Oh, and about 10% of people are morning people, 70% of people are mid-day people, and 20% are night owls.
Take Afternoon Naps. 95% of us need an afternoon nap around 3:00-3:30pm. (The Spanish and Italians afternoon siestas are totally right.) We just train ourselves to ignore that natural lull and push through it. NASA requires its astronauts to take naps when on mission. They did a study that showed a 26 min afternoon nap improved performance–mental and physical–over 30%. Winston Churchill and Woodrow Wilson both took afternoon naps. (Churchill napped on huge leather couch in his office and Wilson, when he was President of the US, had a nap room next to the oval office and actually changed into full pajamas every afternoon!)

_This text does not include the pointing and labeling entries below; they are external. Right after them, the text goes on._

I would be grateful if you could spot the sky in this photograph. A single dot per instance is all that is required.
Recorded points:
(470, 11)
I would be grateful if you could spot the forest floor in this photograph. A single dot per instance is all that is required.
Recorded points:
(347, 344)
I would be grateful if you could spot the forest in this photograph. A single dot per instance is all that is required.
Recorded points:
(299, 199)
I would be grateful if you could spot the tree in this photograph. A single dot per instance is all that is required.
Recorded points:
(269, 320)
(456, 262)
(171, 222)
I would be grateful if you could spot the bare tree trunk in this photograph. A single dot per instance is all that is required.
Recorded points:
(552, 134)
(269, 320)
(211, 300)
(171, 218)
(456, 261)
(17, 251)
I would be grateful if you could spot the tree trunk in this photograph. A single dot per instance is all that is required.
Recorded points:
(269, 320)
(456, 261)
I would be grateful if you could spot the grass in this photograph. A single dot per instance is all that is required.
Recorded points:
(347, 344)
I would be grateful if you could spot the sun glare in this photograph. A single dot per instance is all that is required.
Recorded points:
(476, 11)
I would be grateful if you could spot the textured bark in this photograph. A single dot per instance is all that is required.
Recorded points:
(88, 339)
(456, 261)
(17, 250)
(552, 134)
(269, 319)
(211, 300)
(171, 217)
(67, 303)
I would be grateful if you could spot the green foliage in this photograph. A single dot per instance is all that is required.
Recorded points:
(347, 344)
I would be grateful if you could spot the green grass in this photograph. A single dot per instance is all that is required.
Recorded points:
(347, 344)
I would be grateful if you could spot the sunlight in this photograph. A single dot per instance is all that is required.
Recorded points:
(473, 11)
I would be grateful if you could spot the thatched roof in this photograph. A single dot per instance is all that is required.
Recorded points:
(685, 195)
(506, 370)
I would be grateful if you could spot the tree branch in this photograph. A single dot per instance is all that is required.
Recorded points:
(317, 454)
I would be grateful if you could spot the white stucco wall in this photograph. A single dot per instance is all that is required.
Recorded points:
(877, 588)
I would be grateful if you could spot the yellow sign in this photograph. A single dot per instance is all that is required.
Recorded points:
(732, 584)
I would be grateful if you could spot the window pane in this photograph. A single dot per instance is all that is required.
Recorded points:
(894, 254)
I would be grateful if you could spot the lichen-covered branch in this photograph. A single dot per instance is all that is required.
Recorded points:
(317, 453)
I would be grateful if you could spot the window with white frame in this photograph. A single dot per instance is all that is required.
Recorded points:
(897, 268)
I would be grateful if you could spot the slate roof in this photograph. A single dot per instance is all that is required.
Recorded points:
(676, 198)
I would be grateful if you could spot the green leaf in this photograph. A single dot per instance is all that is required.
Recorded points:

It’s hard to find the time for this–I can’t do this regularly. But when I have had the chance, I can always feel a huge mental boost. I have even reserved a conference room at work, gone in there and turned the lights off. Then I’ve laid on the floor for 20 minutes and set my phone’s alarm. Or I’ve gone to my car and turned on the A/C–again with a timer for 20 minutes.
Get Your Sleep Analyzed.There are multiple ways to evaluate your sleep patterns. You can discuss your sleep with your doctor. There are clinics that you go spend the night in and get evaluated while you sleep. And there are devices you can wear at home when you sleep, including the Zeo headband that talks to your smart phone http://www.myzeo.com/sleep/ (prices start as low as $99 for the equipment).
If you are still thoroughly exhausted after sleeping what should be enough, don’t ignore what could be a real medical issue. I’m not a doctor, so I can’t tell you what symptoms to look for. But I can tell you that in college, one of my roommates discovered he had sleep apnea. It’s a condition where you wake back up almost as soon as you fall asleep, dipping in and out of light sleep. You’re sleeping, but never deeply. It’s a life-crushing condition. Weight gain, mental exhaustion, emotional stress…so much of our lives depend on good sleep.
I had lunch with a friend just a couple of weeks ago and he told me that he’d discovered only recently that he had sleep apnea as well. When he got diagnosed and treated (you can treat it and get real sleep again), his wife said it was like getting her husband back.
Want to change your life overnight? Get more and better sleep. I know of very little else that can have such a powerful impact on so many things. Don’t overlook this crucial aspect of your life. How much of life are you missing out on? What kind of energy and weight loss and relationships are you leaving on the table, so to speak, all because you’ve trained yourself to expect less sleep than you actually need?